Analyzing and safeguarding supply chains
This is where methods developed by Fraunhofer ITWM come into play. “The algorithms analyze how diversified the supply chains are in different areas of the company and thus how great the risk is of running into critical supply problems in an emergency, in other words in the event of regional or global disruption,” says Dr. Heiner Ackermann, deputy head in the Department of Optimization at Fraunhofer ITWM in Kaiserslautern. “The question is how you can minimize the risk of supply shortfalls without incurring significant additional costs.” The dilemma is similar to that of buying a house: Is it best to opt for the lowest possible interest rates, even though there is a risk that follow-up financing will offer much worse rates? Or is it best to play safe and pay slightly higher interest rates from the start if that means having the reassurance of reasonably priced financing for the entire term?
 
Companies also have to get the right balance between risk and costs. If a company chooses to rely solely on the cheapest supplier, they are taking a major risk. But if they procure a raw material from multiple suppliers at the same time, that risk drops significantly. “And in this case the difference in cost is much lower than the difference in risk,” says Ackermann. In other words, the risks fall dramatically even when a company increases its costs by just a few percent – so it is possible to eliminate much of the risk by accepting just a slight rise in costs.
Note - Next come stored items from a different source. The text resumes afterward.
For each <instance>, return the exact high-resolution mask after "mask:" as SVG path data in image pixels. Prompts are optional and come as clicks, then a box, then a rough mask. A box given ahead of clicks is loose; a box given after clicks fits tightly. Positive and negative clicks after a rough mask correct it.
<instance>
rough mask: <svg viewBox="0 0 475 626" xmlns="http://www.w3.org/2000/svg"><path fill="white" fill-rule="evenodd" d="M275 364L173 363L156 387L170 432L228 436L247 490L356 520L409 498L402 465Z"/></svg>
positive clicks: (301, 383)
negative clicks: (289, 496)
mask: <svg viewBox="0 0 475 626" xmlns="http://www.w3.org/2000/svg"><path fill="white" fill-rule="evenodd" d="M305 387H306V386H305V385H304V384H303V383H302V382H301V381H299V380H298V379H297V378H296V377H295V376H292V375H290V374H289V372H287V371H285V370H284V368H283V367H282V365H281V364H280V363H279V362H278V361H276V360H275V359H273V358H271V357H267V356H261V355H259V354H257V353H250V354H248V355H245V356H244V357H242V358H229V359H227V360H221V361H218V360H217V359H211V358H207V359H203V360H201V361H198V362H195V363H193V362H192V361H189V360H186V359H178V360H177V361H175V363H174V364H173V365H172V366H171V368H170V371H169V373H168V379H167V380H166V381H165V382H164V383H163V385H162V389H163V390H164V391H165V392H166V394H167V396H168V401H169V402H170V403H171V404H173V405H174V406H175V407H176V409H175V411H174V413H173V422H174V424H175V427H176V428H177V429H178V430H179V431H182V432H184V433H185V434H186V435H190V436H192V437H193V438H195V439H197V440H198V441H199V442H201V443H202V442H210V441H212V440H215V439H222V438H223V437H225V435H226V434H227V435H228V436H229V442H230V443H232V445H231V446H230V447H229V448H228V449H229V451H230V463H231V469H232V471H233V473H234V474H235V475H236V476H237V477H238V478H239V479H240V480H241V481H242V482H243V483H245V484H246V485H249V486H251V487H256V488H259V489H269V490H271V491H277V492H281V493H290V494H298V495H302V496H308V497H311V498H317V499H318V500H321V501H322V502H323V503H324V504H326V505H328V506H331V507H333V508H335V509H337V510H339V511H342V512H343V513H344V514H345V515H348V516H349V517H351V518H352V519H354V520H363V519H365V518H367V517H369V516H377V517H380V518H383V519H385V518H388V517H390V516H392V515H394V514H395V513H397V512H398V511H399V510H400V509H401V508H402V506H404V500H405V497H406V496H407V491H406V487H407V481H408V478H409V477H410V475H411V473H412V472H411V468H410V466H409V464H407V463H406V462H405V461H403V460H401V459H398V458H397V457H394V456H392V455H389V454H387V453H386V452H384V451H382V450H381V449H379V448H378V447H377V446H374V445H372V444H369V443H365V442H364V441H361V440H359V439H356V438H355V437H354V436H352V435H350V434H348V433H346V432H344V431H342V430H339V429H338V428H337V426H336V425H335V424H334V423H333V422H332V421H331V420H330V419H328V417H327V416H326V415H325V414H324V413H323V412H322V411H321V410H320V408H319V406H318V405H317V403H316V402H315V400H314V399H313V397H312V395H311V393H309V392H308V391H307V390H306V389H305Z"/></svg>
Companies can use the algorithm to discover what would work best in their particular situation. “This method lets companies optimize their supply chains based on multiple criteria, helping them to find the optimal balance between costs and risks,” says Ackermann. “The underlying algorithms work equally well whether you are dealing with supply shortages caused by an earthquake or a virus. So, unlike existing software solutions, we don’t try to make assumptions as to the likelihood of any particular scenario.” With this new method, a company starts by entering various parameters – for example areas in which they think disruption could be likely and how long that disruption might last. The algorithms then calculate various cost/risk trade-offs for this exact raw material, including the possible allocations of suppliers that would correspond to each point on the scale. They even take into account options such as storing critical products in order to cushion any temporary supply shortfalls.
 
Substituting raw materials during supply shortages      
Another option the algorithms take into account is whether a raw material could potentially be replaced by different materials in the event of a supply bottleneck. If so, this can be taken into consideration from the start. Essentially, the method calculates the costs and risks of different courses that a company can follow in regard to their suppliers. Procter & Gamble is already using a software-based variant of this methodology which has been specially tailored to its needs.